The three main things that I look for in a website are information by or about the key figures in the investment world whose views I find useful to track, specialist research on specific themes that I am currently researching, and particular tools or data that are presented in a convenient and reliable format that cannot be found as readily elsewhere.

Data about short term market performance is a commodity now, so there are any number of sites that can provide you with that, or alert you by e-mail to the main market or company movements of the day, if that is what interests you. (It pains me to tell you that I have yet to learn anything of enduring value about investment from any chat room on any site anywhere).

To kick this series off, therefore, here is a website that I believe you might find it worthwhile to look at if you are interested in investing in funds, and are prepared to do some of your own research, rather than rely on an adviser. The service I mention is free, although there is no guarantee that it will remain that way forever. The site is www.styleresearch.com.

As its name implies, this is the website of Style Research, a small boutique research firm that concentrates solely on analysing style trends in the market for the professional market. As well as information about the importance of style in analysing fund performance, it also now offers a free graphics function that gives you a pictorial representation of how any fund you are likely to own has performed against its style benchmark over the past three years.

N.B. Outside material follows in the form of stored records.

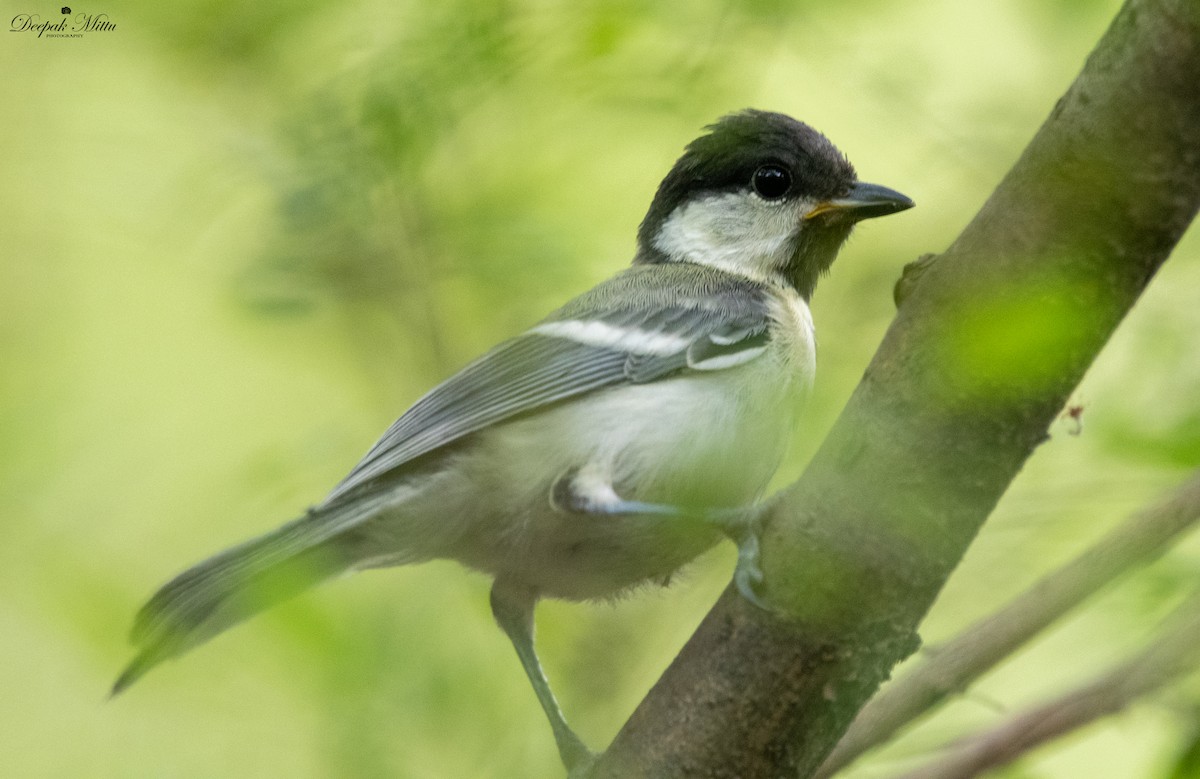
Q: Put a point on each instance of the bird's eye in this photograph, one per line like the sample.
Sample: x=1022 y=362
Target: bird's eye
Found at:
x=772 y=181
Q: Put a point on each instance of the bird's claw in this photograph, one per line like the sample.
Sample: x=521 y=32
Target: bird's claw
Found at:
x=744 y=527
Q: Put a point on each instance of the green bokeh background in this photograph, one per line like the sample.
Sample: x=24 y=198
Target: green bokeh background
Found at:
x=238 y=239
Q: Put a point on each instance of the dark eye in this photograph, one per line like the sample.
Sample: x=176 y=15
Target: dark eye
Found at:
x=772 y=181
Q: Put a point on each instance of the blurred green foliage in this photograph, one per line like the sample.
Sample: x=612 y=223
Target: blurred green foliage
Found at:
x=238 y=239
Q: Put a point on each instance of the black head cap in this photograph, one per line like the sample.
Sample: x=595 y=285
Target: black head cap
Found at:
x=736 y=147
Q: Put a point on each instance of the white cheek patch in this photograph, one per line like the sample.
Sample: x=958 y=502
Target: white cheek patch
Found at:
x=736 y=232
x=609 y=336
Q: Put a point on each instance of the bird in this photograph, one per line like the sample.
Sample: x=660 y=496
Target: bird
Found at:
x=607 y=445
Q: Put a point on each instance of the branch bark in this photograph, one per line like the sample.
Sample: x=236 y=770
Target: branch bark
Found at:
x=981 y=358
x=954 y=665
x=1175 y=652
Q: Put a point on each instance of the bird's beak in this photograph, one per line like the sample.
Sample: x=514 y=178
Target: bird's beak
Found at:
x=863 y=202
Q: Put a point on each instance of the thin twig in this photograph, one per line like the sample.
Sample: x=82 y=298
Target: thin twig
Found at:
x=954 y=665
x=1176 y=651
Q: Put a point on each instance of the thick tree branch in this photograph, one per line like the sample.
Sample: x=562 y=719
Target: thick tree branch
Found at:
x=954 y=665
x=979 y=360
x=1175 y=652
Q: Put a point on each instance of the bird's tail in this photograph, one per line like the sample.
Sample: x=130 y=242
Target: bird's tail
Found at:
x=239 y=582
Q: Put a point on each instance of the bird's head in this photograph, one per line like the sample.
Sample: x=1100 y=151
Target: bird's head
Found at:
x=763 y=196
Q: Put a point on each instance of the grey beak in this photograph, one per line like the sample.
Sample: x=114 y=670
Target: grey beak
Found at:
x=863 y=202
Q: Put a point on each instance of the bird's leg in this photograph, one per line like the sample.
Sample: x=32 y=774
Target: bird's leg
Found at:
x=580 y=491
x=513 y=609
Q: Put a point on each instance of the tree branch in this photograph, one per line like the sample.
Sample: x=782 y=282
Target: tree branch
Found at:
x=954 y=665
x=979 y=360
x=1175 y=652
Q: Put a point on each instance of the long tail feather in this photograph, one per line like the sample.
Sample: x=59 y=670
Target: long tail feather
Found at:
x=239 y=582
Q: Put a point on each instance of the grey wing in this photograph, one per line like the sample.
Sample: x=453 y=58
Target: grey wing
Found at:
x=539 y=369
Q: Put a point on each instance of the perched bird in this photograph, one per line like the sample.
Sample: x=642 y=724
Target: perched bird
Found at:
x=607 y=445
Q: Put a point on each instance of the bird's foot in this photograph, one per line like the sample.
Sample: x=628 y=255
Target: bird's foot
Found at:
x=744 y=528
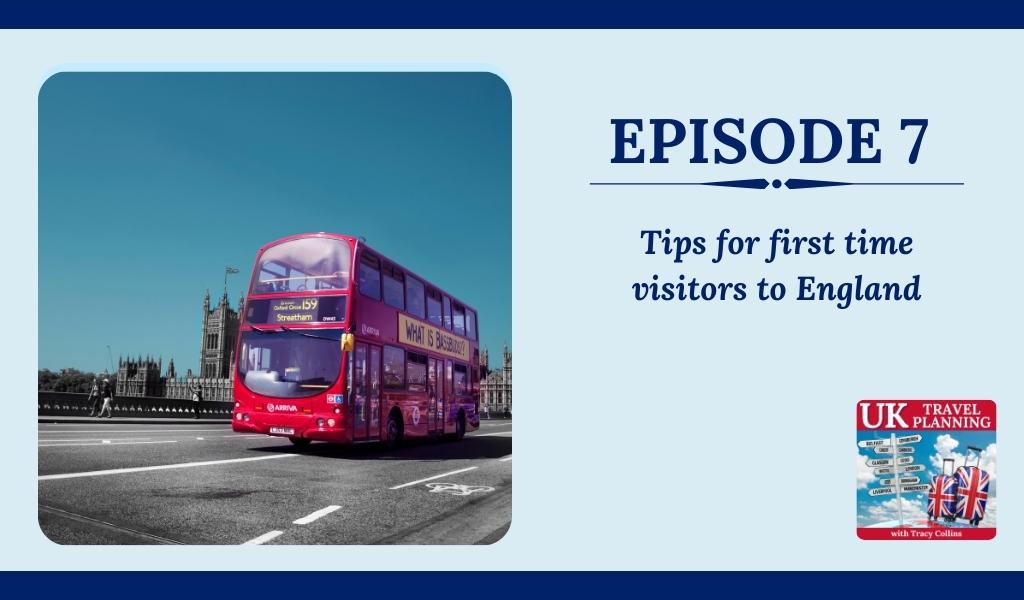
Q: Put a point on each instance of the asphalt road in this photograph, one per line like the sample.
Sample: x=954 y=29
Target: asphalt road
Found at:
x=114 y=482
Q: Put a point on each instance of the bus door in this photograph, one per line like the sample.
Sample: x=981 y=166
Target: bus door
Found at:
x=435 y=395
x=443 y=409
x=366 y=401
x=374 y=383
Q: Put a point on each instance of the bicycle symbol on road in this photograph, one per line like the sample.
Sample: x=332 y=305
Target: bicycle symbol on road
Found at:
x=459 y=488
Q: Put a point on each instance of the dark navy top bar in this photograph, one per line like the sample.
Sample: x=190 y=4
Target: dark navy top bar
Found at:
x=522 y=13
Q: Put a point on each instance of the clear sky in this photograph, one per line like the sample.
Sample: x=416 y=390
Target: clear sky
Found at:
x=151 y=183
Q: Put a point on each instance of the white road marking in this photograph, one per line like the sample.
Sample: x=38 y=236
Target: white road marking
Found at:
x=263 y=539
x=93 y=439
x=160 y=467
x=67 y=431
x=315 y=515
x=432 y=478
x=107 y=442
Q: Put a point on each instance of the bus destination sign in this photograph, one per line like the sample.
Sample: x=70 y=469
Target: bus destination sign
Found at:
x=296 y=310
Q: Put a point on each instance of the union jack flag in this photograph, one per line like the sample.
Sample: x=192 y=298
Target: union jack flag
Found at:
x=972 y=493
x=942 y=497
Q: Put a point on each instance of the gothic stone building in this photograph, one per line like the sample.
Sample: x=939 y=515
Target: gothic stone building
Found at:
x=142 y=377
x=496 y=387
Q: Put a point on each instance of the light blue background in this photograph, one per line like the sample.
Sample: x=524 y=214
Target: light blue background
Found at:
x=670 y=435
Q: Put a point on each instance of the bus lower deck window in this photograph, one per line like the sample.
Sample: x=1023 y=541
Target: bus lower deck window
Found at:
x=416 y=372
x=394 y=368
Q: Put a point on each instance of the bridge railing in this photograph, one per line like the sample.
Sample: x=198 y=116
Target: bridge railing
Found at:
x=74 y=404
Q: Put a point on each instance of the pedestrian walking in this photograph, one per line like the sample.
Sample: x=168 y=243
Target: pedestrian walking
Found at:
x=108 y=394
x=197 y=398
x=95 y=401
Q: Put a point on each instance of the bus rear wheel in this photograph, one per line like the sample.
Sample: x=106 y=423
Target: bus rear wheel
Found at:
x=392 y=433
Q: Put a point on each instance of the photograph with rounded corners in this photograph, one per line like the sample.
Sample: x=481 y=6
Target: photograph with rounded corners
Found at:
x=274 y=308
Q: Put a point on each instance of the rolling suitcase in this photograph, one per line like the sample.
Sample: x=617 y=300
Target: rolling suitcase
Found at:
x=942 y=494
x=972 y=488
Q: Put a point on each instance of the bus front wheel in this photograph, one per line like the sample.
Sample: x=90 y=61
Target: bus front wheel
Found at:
x=392 y=434
x=460 y=426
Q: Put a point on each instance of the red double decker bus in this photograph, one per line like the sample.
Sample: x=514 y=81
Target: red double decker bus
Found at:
x=339 y=343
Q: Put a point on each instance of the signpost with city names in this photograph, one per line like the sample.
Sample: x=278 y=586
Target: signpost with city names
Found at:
x=890 y=470
x=895 y=466
x=902 y=481
x=871 y=442
x=921 y=487
x=887 y=489
x=887 y=449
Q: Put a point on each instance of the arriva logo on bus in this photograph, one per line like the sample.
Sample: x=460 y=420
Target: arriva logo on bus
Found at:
x=426 y=336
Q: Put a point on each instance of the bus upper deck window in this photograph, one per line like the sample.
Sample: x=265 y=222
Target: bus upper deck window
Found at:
x=459 y=319
x=370 y=276
x=434 y=306
x=448 y=313
x=303 y=264
x=414 y=297
x=394 y=288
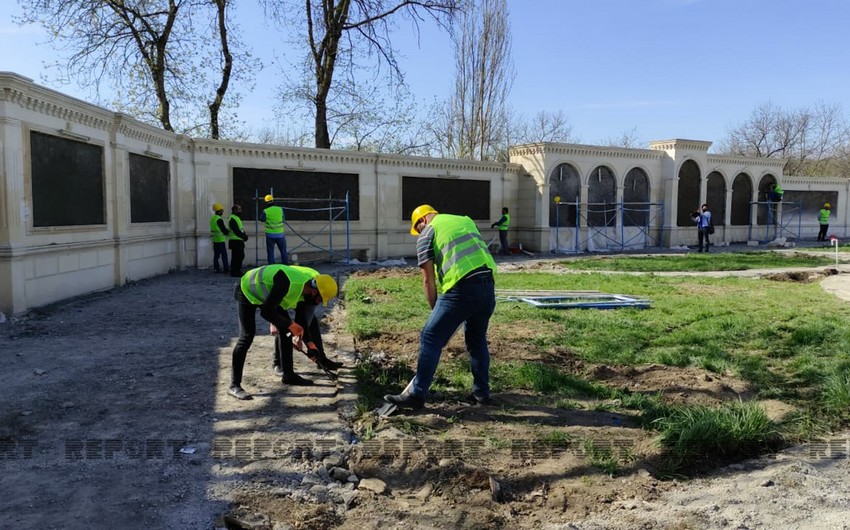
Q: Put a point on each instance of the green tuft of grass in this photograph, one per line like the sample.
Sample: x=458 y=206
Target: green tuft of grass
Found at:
x=700 y=434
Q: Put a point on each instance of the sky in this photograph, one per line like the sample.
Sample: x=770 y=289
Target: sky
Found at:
x=658 y=69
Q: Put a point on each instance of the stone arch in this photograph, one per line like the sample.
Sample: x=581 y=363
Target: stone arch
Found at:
x=715 y=197
x=565 y=183
x=742 y=194
x=601 y=197
x=688 y=197
x=636 y=190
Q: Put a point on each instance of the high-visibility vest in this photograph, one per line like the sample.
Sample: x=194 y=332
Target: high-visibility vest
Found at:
x=257 y=283
x=215 y=230
x=507 y=222
x=274 y=220
x=233 y=235
x=459 y=249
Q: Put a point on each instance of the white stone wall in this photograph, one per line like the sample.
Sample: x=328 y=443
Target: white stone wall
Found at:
x=39 y=266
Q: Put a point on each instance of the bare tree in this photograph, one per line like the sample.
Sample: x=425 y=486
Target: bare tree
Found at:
x=813 y=140
x=628 y=139
x=148 y=50
x=474 y=123
x=338 y=33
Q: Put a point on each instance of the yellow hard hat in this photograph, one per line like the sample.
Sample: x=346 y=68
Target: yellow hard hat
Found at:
x=327 y=287
x=419 y=213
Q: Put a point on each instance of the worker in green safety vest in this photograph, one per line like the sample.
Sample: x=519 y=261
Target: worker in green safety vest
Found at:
x=451 y=253
x=236 y=240
x=274 y=290
x=823 y=220
x=503 y=224
x=274 y=220
x=218 y=234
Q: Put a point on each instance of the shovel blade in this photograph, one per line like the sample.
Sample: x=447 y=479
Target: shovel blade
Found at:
x=386 y=410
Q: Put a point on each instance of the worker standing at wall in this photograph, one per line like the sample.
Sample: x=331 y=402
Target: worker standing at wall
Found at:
x=503 y=224
x=823 y=220
x=219 y=233
x=236 y=241
x=274 y=220
x=450 y=250
x=274 y=289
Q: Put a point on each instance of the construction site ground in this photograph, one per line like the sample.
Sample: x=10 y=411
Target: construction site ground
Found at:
x=115 y=415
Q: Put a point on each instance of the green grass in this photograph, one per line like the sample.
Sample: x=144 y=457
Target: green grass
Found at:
x=787 y=340
x=700 y=436
x=730 y=261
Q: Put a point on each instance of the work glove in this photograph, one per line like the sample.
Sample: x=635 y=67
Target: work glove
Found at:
x=322 y=361
x=297 y=332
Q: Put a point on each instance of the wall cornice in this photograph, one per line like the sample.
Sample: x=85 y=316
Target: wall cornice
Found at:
x=776 y=163
x=23 y=92
x=548 y=148
x=680 y=143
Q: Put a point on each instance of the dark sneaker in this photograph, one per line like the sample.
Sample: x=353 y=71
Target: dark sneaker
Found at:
x=238 y=392
x=295 y=380
x=405 y=401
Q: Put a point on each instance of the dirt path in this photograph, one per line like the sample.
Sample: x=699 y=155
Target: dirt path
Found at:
x=114 y=416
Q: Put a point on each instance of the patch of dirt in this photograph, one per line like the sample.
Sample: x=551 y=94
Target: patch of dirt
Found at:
x=800 y=276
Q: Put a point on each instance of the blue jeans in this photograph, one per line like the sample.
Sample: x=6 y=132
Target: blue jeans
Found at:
x=470 y=302
x=280 y=243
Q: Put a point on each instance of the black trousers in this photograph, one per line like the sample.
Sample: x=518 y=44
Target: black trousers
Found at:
x=247 y=314
x=237 y=256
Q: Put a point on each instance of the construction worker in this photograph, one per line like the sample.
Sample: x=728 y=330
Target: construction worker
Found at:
x=274 y=219
x=236 y=241
x=503 y=224
x=823 y=219
x=219 y=233
x=450 y=251
x=275 y=289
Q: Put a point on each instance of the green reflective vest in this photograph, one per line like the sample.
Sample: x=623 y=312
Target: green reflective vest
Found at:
x=274 y=220
x=507 y=222
x=459 y=249
x=257 y=283
x=233 y=235
x=215 y=231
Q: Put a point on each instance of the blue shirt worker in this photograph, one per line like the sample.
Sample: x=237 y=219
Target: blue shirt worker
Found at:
x=274 y=290
x=451 y=252
x=218 y=234
x=274 y=220
x=823 y=220
x=503 y=224
x=702 y=218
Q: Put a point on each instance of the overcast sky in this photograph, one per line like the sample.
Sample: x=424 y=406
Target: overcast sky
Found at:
x=665 y=68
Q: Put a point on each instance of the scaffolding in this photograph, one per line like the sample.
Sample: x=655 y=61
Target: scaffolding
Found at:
x=612 y=235
x=337 y=210
x=780 y=218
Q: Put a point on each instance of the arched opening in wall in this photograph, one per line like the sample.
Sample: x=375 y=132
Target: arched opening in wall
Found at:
x=601 y=197
x=742 y=193
x=688 y=199
x=564 y=182
x=635 y=198
x=765 y=185
x=715 y=197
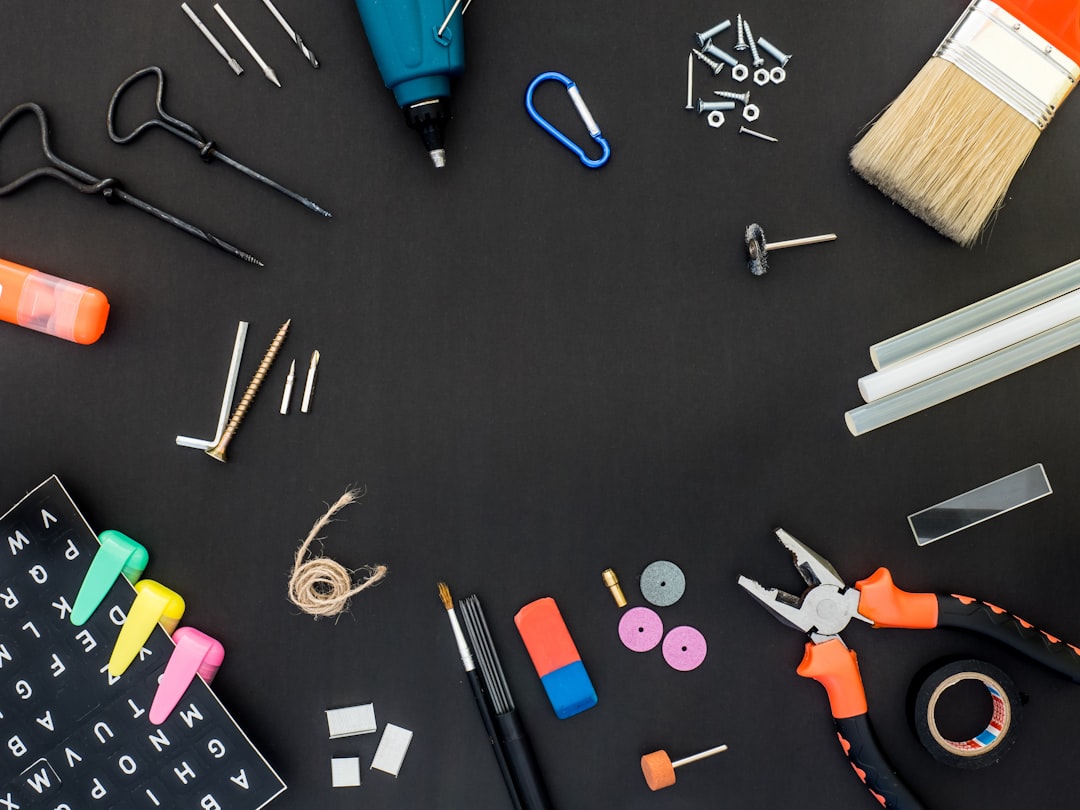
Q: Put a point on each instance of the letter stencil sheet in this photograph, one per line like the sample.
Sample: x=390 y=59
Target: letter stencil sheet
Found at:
x=70 y=736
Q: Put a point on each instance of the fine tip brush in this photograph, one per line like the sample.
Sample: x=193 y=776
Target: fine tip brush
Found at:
x=947 y=147
x=478 y=692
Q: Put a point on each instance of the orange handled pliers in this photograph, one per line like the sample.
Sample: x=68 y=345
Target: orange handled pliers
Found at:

To generate the page of graphics on each fund, you need to click the link to "fund research online" on the main page of the website and then follow the filtering instructions from there to find the data on the fund that you want, and then go to the "output reports" tab. The data set runs to thousands of funds.

Our chart shows one of the graphs for Anthony Bolton's Fidelity Special Situations Fund, showing how he has moved his fund dramatically up the market capitalisation scale recently.

The graphics allow you to see the style biases of your fund, and how they have changed during different phases of the recent market cycle. It also allows you to see how the fund has performed relative to its style benchmark, which is one way of seeing how much of a fund's performance can be attributed to its style, and how much to the fund manager.

It is a good example of how the Internet makes available to anyone who knows where to look research tools that until a little while ago were only available to those with the money to pay for a professional service.